Before I go down this path any further I should say, in the interest of full disclosure, that my kids do not do Halloween. I haven’t ever forbidden them from trick-or-treating, but in the environment in which we live it’s a barely noticed ritual. That having been said, I want to re-examine the question of Jews and Halloween.
Other Borrowed Traditions
About 20 years ago, a friend and teacher of mine, Rabbi Everett Gendler, told me that in his shul they make “Ya’akov lanterns.” At the time I chuckled and filed the tidbit away without further thought, but the time has come to dust it off and think it through. We Jews have a long history of borrowing customs and rituals from the culture in which we live. Most of our Hanukkah traditions and rituals were borrowed, our end-of-winter Purim revelry bears a close resemblance to similar festivities in other cultures, and there is a long list of symbols at the Passover seder table that echo ancient pagan rites of spring.
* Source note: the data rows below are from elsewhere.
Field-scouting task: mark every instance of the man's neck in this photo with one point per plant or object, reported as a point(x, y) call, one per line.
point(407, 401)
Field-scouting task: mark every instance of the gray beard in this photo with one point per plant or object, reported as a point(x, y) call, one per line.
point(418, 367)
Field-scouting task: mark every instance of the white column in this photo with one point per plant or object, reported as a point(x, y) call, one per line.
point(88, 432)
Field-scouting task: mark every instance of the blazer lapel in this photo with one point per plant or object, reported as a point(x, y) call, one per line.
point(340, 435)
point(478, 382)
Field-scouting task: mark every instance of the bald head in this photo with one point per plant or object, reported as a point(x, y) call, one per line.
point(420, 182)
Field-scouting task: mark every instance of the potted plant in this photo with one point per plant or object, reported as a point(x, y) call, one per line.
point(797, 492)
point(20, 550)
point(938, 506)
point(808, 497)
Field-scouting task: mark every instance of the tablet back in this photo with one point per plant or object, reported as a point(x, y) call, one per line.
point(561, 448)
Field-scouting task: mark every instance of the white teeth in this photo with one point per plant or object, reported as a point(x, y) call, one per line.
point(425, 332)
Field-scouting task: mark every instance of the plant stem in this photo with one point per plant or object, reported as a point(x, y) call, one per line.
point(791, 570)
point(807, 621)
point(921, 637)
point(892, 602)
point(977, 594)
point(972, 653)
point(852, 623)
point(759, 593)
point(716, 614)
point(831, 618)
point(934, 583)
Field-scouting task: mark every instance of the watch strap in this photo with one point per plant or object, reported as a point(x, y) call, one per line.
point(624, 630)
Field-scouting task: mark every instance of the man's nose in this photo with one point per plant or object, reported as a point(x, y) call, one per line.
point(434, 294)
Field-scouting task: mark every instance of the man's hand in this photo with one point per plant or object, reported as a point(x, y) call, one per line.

The Jewish quality of these rituals, objects, and customs comes not in their uniquely Jewish origins, but in how we have adapted them to function as vehicles for uniquely Jewish meaning. So, for example, we borrowed a child’s spinning top from our Christian neighbors in medieval Germany. On the four sides of the top were written abbreviations for instructions on playing the game: nicht – nothing, ganz – everything, halb – half, and stell – put. On our tops we wrote the letters in Hebrew: nun, gimmel, hay, shin. But they still provided a digest of the rules of the game. Then we transformed the whole thing into a vehicle of Jewish meaning – nes gadol haya sham – a great miracle happened there.